Short-sighted cuts to the promotion of Australian media in the region must be reversed and indeed Australia should invest in media production in the region to help the Pacific tell its stories to the world. Development aid needs to be about more than flying well-paid Australian consultants in and out to deliver advice, but must contribute to a legacy of new initiatives, infrastructure and capabilities.
Across the Pacific, nations are struggling to develop sustainably. Successful development will be the key to helping with health, governance and other challenges. Mostly non-aligned, these countries consider themselves “friends to all, enemies to none”, a far cry from recent Australian narratives about looming threats. China has offered Pacific island nations to fund and construct connectivity infrastructure, just as it has done across the developing world. This has sent Canberra hawks into a frenzy of pushback, but such projects are only Chinese-dominated because Australia vacated the field. Rather than ministers dissing Chinese infrastructure projects as “roads going nowhere”, when they are roads to people’s homes and jobs, Australia should offer to partner in financing and implementing useful infrastructure projects. In doing so, preferably through multilateral development banks, Australia could contribute expertise in transparency and governance, to match Chinese expertise in construction. If those contributions are rebuffed, then there would be good reason to criticise, but weaponizing Pacific aid projects for political advantage at home has won Australia no friends in the Pacific.

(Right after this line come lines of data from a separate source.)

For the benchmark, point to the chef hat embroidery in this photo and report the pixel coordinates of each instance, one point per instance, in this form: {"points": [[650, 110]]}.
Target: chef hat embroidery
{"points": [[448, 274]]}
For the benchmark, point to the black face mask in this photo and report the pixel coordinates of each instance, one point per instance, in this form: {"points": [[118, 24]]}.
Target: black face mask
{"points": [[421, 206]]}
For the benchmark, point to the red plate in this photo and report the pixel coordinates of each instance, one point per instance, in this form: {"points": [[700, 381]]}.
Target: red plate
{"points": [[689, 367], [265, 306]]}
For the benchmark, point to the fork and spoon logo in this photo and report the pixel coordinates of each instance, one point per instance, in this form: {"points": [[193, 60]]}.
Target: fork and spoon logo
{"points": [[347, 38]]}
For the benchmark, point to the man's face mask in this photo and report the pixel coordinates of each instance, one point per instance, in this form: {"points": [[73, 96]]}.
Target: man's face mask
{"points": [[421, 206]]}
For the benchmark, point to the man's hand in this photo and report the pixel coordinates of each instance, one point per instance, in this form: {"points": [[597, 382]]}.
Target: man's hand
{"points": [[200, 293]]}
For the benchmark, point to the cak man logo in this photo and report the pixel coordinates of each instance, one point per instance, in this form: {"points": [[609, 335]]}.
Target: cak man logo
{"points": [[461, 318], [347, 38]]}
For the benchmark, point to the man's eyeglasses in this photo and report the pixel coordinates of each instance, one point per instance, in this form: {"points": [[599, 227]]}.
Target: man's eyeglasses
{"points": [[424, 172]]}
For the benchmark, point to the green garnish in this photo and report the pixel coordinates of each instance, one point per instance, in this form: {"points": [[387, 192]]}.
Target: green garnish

If future governments wish to play a more constructive role in the region, Australia will need to do a lot more talking with its neighbours, rather than weaponizing, politicizing and lecturing. Perhaps out of new, patient and respectful discussion between the nations of the region, the beginnings of a Grand Strategy may be found that addresses real security threats, while better mitigating other risks. While Australia will no doubt remain a central pillar of the “West”, however that collection of like-minded nations evolves in future, Australia’s home is in the Pacific and it is there that Australia must ultimately find its security, as Curtin discovered in World War Two. Far better to be engaged in collaborative partnerships with the region to build trust and cooperation than to be the odd one out.